「あ……」
声を漏らしたのは私だったのか、ユウくんだったのかは分からない。けれども、今の話を聞かれていた事だけは理解した。真っ青な顔の侍女ちゃんと怖じ怖じととこちらを見ている男の子に代わり、マルクス様が私たちに話しかけてきた。
「大変申し訳ございません。お二方のお話が聞こえてきてしまったのですが……クリスティナ嬢が亡くなっている、というのは本当の事でしょうか?」
私とユウくんは顔を見合わせた。……そんな話を人がいないとはいえ、周囲を確認しないまま話してしまった私の落ち度だ。私は頭を下げて謝罪をしてから話す。

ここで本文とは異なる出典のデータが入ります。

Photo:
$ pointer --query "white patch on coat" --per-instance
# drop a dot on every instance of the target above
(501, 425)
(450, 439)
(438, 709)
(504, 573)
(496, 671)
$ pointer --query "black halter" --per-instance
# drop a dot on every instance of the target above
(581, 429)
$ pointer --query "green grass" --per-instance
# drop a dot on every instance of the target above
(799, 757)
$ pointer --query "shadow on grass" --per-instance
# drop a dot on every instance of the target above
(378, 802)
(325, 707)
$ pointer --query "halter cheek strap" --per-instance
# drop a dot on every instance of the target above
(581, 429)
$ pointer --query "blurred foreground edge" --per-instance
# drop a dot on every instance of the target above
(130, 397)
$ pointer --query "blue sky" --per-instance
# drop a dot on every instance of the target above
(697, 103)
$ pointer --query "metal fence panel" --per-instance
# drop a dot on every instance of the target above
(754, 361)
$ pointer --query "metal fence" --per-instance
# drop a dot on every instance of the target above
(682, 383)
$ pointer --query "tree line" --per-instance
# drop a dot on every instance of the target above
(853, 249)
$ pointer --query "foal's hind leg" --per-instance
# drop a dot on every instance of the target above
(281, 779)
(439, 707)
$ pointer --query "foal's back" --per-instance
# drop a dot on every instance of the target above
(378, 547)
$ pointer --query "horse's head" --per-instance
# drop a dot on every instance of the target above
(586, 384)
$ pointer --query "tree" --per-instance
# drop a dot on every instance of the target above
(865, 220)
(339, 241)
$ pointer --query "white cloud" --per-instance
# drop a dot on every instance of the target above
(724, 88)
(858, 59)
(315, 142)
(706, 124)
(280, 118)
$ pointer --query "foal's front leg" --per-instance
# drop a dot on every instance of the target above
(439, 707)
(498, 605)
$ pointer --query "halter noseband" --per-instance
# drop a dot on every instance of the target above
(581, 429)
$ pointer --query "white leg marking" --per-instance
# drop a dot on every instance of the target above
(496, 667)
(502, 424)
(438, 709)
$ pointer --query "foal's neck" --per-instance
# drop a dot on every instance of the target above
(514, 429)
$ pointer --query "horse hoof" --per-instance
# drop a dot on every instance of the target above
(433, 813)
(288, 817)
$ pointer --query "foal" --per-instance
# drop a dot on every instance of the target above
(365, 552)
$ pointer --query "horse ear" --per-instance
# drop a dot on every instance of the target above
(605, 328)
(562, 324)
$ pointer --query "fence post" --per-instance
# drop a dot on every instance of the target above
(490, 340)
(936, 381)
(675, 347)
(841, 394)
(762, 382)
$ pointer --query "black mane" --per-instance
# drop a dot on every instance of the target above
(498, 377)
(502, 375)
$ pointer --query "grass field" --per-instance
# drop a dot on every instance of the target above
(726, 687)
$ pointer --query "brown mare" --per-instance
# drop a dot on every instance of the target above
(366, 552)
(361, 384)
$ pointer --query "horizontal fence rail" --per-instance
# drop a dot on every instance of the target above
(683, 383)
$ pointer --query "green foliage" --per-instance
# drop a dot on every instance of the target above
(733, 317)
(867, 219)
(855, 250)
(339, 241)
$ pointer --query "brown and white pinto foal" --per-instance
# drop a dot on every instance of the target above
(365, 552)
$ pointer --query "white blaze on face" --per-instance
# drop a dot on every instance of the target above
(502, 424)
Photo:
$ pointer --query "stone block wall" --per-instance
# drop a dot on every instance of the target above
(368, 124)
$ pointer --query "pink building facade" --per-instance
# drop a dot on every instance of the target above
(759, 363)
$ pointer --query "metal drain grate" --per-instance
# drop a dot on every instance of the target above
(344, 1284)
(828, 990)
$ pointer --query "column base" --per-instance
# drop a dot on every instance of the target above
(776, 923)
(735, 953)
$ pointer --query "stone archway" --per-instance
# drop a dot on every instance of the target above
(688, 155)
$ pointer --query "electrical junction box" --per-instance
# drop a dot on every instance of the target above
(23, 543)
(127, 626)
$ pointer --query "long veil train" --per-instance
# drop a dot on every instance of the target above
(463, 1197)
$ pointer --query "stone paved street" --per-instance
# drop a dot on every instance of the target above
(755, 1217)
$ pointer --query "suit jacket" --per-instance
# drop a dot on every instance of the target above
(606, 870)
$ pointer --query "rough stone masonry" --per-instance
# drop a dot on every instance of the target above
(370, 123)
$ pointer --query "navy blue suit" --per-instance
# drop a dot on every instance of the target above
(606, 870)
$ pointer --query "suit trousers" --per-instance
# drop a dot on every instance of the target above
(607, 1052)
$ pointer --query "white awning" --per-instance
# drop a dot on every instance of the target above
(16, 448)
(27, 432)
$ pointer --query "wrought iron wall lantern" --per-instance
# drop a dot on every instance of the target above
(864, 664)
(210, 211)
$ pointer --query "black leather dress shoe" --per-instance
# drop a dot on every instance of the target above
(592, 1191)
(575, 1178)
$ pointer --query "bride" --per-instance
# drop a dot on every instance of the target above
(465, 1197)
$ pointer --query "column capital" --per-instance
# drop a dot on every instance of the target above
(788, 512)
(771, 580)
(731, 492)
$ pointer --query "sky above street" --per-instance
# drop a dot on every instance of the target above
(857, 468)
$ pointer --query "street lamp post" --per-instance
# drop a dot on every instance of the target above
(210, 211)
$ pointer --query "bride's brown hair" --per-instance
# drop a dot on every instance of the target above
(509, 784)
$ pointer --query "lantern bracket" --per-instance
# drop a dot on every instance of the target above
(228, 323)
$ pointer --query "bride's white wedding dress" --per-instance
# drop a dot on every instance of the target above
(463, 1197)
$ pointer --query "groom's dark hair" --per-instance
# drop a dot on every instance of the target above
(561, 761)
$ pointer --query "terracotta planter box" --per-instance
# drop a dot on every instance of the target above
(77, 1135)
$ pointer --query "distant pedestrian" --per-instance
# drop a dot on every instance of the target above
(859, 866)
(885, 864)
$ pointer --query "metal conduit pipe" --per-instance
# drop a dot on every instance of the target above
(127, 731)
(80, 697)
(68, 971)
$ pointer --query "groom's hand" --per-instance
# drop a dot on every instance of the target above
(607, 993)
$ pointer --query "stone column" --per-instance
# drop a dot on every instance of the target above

「どこまでお聞きになっているかは分かりませんが、クリスちゃ……クリスティナちゃんが亡くなってしまったのは本当です……」
「お、お嬢様……!」
侍女ちゃんは膝から崩れ落ち、声を上げて泣いている。隣にいた男の子はオロオロとしながらも、彼女に寄り添うように両肩に手を置いた。しばらくして落ち着いたのか、侍女ちゃんは顔を上げて私を見た。その瞳には涙が溜まっている。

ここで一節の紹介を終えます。